New Delhi: As veteran
social activist Anna Hazare's fast for a stronger anti-graft Lokpal
Bill entered the second day Wednesday, a senior minister who is a
member of a sub-committee on the legislation said the government was
committed to the measure but had not been given enough time by civil
society members to respond.
"I am really surprised that an extreme position has been taken and I
still appeal to the civil society, they are enlightened people, they
should not stall the dialogue but allow the dialogue to continue for
a constructive approach. Government and civil society are on same
platform to deal strongly with the problem of corruption," Human
Resource Development Minister Kapil Sibal told NDTV.
"We are committed to set up an institutional mechanism to deal with
corruption, the prime minister (Manmohan Singh) is committed, our
chairperson Sonia Gandhi is committed, so the party is committed,
the government is committed," he asserted.
Reacting to demands from civil society for a say in the formulation
of the Lokpal bill, Sibal said the government was committed to
fighting corruption and was not opposed to any suggestions on this.
"I think the opinion of the civil society is exceptionally relevant
and all this must be taken into account," he said.
"Government is certainly not opposed to any of the suggestions that
have been raised except that when the suggestions were being raised,
the sub-group was asked to commit that in principle we must agree to
a joint committee, and this must be done before the 5th of April,"
He said the sub-committee was not empowered to make any commitments.
"We need some more time and we will put up the points that have been
presented to us to the group of ministers who in turn will then take
the decision and this will happen as soon as possible," Sibal said.
The sub-committee on the Lokpal bill is headed by Defence Minister
A.K. Antony. Apart from Sibal, its members are Agriculture Minister
Sharad Pawar and Law Minister M. Veerappa Moily.
Sibal said though the government is not opposed to any of the
suggestions, the civil society members wanted an instant response
and assurance, which the sub-committee was not entitled to give.
"They told us take a decision here and now, if not now before the
5th of April, you take a decision that you will agree. I said we are
not the one authorised to take the decision. Between then and 5th of
April there were a few days and it will not be possible (to take a
decision) in the context of the fact that the elections are on in
five states," Sibal clarified.
"But we said we would certainly present this to the group of
ministers," he said, adding that the government was not opposed to
any of the demands.
"We are not opposed to any of these issues.
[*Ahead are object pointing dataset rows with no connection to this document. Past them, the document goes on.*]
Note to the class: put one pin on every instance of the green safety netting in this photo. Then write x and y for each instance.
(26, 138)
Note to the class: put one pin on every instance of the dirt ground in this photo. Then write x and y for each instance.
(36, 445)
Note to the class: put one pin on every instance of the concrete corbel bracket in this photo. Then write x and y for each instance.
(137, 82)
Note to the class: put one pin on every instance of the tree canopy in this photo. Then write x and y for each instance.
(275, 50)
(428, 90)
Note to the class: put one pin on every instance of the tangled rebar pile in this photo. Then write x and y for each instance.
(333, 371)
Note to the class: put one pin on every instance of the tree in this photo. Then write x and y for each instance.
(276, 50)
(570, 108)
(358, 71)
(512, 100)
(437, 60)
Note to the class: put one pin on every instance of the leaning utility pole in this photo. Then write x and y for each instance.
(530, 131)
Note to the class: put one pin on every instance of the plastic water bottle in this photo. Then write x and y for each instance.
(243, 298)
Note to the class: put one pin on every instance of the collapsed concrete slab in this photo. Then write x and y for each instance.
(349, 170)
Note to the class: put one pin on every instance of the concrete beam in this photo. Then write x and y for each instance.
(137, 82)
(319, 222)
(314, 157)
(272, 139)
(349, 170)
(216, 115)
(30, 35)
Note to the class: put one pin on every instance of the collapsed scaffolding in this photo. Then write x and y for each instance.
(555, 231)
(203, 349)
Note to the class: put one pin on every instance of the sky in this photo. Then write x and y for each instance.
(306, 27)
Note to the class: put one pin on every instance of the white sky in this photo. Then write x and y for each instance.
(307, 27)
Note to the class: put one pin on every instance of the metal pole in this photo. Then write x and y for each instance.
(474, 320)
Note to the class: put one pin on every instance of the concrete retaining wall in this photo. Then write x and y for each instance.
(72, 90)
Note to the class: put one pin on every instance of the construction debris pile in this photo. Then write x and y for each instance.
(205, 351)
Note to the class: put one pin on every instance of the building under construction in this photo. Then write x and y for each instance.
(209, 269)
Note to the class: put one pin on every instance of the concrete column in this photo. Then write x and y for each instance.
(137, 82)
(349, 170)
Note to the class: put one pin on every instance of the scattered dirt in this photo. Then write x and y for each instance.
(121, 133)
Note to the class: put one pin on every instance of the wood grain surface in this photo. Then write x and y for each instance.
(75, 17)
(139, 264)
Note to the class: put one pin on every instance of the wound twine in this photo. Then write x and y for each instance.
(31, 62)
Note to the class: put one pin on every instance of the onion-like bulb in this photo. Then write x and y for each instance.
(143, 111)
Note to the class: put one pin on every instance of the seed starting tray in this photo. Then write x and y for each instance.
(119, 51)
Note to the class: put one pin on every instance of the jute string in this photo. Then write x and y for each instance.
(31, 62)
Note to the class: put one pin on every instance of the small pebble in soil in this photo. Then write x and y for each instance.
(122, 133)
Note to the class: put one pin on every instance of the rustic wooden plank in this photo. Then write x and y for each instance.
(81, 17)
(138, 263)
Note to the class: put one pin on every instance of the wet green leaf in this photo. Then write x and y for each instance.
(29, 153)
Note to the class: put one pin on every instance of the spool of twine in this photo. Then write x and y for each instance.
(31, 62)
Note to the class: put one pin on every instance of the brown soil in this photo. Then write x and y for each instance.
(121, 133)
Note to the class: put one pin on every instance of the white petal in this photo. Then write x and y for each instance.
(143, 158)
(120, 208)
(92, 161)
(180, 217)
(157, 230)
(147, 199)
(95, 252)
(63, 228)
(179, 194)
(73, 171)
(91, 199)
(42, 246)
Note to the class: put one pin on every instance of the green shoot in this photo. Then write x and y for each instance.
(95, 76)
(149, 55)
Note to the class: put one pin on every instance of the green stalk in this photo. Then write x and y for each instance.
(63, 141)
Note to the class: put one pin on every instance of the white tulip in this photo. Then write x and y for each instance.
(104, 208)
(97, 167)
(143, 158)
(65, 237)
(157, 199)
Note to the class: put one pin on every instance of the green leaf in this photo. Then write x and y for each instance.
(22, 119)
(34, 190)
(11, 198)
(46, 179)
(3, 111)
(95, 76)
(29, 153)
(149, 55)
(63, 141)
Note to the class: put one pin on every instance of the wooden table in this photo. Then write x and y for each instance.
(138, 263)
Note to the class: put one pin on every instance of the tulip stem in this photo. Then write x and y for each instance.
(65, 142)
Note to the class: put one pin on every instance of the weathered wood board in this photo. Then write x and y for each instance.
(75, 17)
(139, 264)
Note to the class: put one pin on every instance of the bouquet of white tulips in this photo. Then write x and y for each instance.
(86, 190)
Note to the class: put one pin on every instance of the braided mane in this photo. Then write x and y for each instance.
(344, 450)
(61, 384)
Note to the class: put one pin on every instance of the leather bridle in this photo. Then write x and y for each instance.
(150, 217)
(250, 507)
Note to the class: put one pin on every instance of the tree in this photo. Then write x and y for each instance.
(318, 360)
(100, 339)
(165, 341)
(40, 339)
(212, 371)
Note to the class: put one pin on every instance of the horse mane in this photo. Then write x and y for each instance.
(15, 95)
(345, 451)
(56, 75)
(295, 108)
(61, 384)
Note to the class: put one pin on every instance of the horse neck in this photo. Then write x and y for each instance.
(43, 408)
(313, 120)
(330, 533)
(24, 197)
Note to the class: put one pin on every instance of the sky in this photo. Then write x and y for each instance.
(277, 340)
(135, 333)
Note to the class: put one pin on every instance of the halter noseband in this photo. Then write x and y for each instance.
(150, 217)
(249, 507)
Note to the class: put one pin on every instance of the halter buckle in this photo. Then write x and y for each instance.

The civil society should
have confidence in the government," Sibal said.
Anna Hazare, and over 100 of his supporters are sitting on an
indefinite fast at Jantar Mantar in Delhi demanding the involvement
of civil society in drafting the anti-graft Lokpal bill.
The fast was taken up by civil society members with the
sub-committee on Lokpal bill failed and the government did not
accept their demand of having a joint committee on the bill.
The activist had also questioned the credibility of the members,
including Sibal, Pawar and Moily, for drafting the bill blaming them
for not being sincere.
"The government says it's committee will draft the bill, who are
there in the committee, Sharad Pawar who has been involved in land
scams in Maharashtra, Moily who drafted this weak legislation or
Kapil Sibal who does not see any corruption in the 2G scam,"
activist Arvind Kejriwal had said Tuesday.